Giovane bruciata dal fidanzato a Messina, la sentenza del Gup

Ylenia-Grazia-Bonavera-e-Alessio-MantineoDalla motivazione della sentenza del Gup Salvatore Mastroeni, depositata nei giorni scorsi riguardo la giovane Ylenia Bonavera bruciata dal fidanzato Alessio Mantineo condannato a 12 anni di carcere, è risultato che il ragazzo voleva ucciderla e lei lo ha difeso perche’, nonostante tutto, ha ritenuto quel gesto “una prova d’amore“. Il giudice osserva come “l’intendimento di Mantineo fosse proprio quello di uccidere Ylenia.

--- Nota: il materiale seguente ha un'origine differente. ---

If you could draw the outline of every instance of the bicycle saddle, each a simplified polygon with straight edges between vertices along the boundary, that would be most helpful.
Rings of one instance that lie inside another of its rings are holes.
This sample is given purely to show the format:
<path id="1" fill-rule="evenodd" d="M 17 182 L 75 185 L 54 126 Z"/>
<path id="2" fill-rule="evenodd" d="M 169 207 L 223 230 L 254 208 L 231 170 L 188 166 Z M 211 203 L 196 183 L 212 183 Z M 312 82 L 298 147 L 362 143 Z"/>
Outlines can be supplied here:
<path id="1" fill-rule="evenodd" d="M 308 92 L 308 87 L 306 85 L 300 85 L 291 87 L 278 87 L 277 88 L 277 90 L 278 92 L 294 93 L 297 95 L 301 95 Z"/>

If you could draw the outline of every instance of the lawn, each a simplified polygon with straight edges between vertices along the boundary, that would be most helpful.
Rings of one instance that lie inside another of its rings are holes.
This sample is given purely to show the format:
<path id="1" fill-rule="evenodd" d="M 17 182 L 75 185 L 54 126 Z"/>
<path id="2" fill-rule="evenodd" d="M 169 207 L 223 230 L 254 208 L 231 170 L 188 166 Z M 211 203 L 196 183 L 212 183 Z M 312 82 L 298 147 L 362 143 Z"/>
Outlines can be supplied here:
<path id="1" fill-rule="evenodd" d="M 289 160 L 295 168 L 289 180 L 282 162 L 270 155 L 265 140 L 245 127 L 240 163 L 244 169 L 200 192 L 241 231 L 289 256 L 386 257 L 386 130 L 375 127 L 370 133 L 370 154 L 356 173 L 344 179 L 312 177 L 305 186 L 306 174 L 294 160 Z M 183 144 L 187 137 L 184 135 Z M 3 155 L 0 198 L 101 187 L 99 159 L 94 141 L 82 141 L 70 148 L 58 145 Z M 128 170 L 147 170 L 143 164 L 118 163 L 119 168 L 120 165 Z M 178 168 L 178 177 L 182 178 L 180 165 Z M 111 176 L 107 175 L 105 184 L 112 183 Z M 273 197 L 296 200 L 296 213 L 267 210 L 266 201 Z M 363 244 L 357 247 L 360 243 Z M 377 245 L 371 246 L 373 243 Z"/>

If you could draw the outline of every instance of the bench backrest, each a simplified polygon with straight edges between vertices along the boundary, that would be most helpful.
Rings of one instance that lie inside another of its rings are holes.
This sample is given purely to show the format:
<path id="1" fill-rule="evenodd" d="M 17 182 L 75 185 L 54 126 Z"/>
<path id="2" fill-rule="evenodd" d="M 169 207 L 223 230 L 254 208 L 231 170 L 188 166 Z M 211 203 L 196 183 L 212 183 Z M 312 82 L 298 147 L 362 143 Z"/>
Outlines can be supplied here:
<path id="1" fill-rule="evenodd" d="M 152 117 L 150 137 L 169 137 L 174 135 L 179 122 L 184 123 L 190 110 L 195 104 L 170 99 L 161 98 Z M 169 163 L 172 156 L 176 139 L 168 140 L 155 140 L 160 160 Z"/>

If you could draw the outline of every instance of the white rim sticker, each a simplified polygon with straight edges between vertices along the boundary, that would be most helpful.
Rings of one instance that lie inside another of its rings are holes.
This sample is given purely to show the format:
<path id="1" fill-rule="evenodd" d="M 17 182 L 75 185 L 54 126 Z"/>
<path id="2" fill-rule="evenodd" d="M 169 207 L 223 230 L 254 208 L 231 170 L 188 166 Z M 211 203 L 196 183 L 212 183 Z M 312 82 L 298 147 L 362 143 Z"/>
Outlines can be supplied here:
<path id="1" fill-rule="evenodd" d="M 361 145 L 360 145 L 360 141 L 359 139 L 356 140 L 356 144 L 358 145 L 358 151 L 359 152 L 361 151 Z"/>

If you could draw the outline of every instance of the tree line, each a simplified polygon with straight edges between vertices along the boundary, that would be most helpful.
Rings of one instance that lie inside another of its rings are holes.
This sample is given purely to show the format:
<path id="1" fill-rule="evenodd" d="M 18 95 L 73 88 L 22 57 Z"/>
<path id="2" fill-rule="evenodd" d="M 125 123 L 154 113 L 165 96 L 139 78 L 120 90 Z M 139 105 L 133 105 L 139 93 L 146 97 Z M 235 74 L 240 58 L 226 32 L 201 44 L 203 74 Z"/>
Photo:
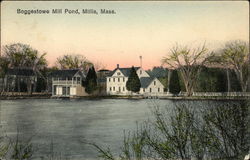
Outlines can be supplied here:
<path id="1" fill-rule="evenodd" d="M 167 69 L 153 68 L 149 73 L 156 77 L 161 74 L 158 78 L 166 91 L 175 94 L 180 91 L 186 92 L 187 96 L 194 91 L 246 92 L 250 90 L 249 55 L 248 43 L 240 40 L 227 42 L 217 51 L 209 51 L 205 44 L 196 48 L 176 44 L 162 58 L 162 65 Z M 32 68 L 39 77 L 35 88 L 39 92 L 48 88 L 46 78 L 54 70 L 77 68 L 88 71 L 93 66 L 100 66 L 94 65 L 83 55 L 66 54 L 58 57 L 53 67 L 48 67 L 45 56 L 46 53 L 40 54 L 26 44 L 5 45 L 0 57 L 0 78 L 5 76 L 8 68 Z M 138 82 L 138 78 L 132 79 Z M 137 82 L 135 89 L 127 85 L 128 90 L 137 91 L 140 86 Z M 131 78 L 129 83 L 134 83 Z"/>

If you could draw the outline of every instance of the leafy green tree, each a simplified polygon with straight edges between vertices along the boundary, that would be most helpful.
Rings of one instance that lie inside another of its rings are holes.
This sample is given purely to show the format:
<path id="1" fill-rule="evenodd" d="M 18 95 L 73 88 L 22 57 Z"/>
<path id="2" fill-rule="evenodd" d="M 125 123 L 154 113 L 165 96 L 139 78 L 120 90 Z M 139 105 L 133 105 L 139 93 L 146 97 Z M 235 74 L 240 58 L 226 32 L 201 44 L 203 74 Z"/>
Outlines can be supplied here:
<path id="1" fill-rule="evenodd" d="M 240 40 L 227 42 L 219 54 L 214 58 L 214 62 L 226 68 L 232 68 L 240 83 L 241 91 L 246 92 L 250 81 L 248 43 Z"/>
<path id="2" fill-rule="evenodd" d="M 9 66 L 9 61 L 6 57 L 0 57 L 0 78 L 4 77 Z"/>
<path id="3" fill-rule="evenodd" d="M 128 81 L 126 82 L 126 88 L 128 91 L 139 92 L 141 88 L 140 79 L 136 73 L 134 66 L 130 70 Z"/>
<path id="4" fill-rule="evenodd" d="M 45 79 L 41 70 L 47 67 L 46 53 L 39 54 L 36 49 L 22 43 L 14 43 L 3 47 L 3 57 L 10 68 L 31 68 L 35 73 Z M 30 77 L 31 78 L 31 77 Z M 8 82 L 7 82 L 8 83 Z M 27 79 L 27 90 L 31 93 L 32 80 Z M 18 91 L 20 92 L 20 78 L 17 77 Z"/>
<path id="5" fill-rule="evenodd" d="M 89 68 L 84 86 L 88 94 L 93 93 L 97 89 L 97 76 L 94 66 Z"/>
<path id="6" fill-rule="evenodd" d="M 83 69 L 87 71 L 93 64 L 79 54 L 67 54 L 57 58 L 56 65 L 60 69 Z"/>
<path id="7" fill-rule="evenodd" d="M 170 76 L 169 92 L 178 94 L 181 91 L 180 81 L 177 70 L 173 70 Z"/>

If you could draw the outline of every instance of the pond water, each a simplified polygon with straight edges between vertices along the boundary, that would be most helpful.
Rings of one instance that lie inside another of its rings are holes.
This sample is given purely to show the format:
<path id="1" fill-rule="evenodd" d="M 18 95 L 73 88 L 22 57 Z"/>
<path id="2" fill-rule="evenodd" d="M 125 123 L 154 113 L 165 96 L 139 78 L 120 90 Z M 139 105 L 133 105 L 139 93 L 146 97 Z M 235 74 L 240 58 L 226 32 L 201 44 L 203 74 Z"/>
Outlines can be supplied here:
<path id="1" fill-rule="evenodd" d="M 215 103 L 189 102 L 197 107 Z M 0 101 L 1 132 L 12 139 L 17 132 L 24 141 L 32 138 L 37 159 L 49 156 L 51 150 L 55 156 L 71 160 L 97 159 L 96 149 L 85 142 L 110 147 L 119 153 L 124 130 L 133 131 L 137 122 L 152 119 L 154 106 L 168 109 L 174 103 L 150 99 L 3 100 Z"/>

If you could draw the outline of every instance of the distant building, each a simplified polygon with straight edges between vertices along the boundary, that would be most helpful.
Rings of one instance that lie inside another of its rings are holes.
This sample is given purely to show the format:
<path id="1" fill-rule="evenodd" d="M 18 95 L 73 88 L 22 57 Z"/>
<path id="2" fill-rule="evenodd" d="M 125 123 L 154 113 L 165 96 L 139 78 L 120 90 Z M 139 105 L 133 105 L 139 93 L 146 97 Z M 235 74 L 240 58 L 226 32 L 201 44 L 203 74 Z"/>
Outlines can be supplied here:
<path id="1" fill-rule="evenodd" d="M 107 94 L 109 95 L 129 95 L 130 91 L 126 89 L 126 82 L 128 80 L 131 68 L 117 68 L 113 70 L 109 76 L 106 77 L 107 81 Z M 136 73 L 140 78 L 141 95 L 158 95 L 164 92 L 163 84 L 156 78 L 150 77 L 149 74 L 141 67 L 135 67 Z"/>
<path id="2" fill-rule="evenodd" d="M 83 87 L 86 75 L 78 69 L 57 70 L 50 74 L 53 97 L 77 97 L 88 95 Z"/>
<path id="3" fill-rule="evenodd" d="M 106 95 L 107 81 L 106 77 L 109 76 L 110 70 L 101 69 L 96 72 L 97 75 L 97 84 L 98 84 L 98 93 L 99 95 Z"/>

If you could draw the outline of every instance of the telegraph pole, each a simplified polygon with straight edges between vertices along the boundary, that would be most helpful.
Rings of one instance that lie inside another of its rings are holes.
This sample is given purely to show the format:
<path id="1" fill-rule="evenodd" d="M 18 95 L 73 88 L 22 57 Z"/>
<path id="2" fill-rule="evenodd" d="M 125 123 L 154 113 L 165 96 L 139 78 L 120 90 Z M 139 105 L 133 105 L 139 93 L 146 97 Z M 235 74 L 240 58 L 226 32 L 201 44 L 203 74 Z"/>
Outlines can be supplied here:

Questo appare evidente alla luce della peculiare connotazione del fatto delittuoso come sopra descritto: cospargerla di benzina e darle fuoco non puo’ infatti che essere letto come univocamente diretto in tale direzione“. La ragazza – che prima aveva accusato il ragazzo e poi ha ritrattato difendendolo anche in tribunale – secondo il giudice lo ha fatto per “un problema che non e’ solo culturale”. “Se la donna serva, in certe fasce, e’ retaggio del passato – osserva il Gup – ora nei giovani il dominio e’ fonte di piacere e vanto. Il risultato non cambia. Non cambia neanche dal punto di vista femminile, a fronte di donne uccise, come in una carneficina, e di donne che lottano per una reale emancipazione, si trovano casi in cui violenza e sadismo vengono apprezzati, per cui essere data a fuoco puo’ essere una prova d’amore moderna“. Per spiegare queste dinamiche il giudice ricorre anche a una citazione letteraria dotta, quella di Dostoevskij: “A volte l’uomo e’ straordinariamente, appassionatamente innamorato della sofferenza“.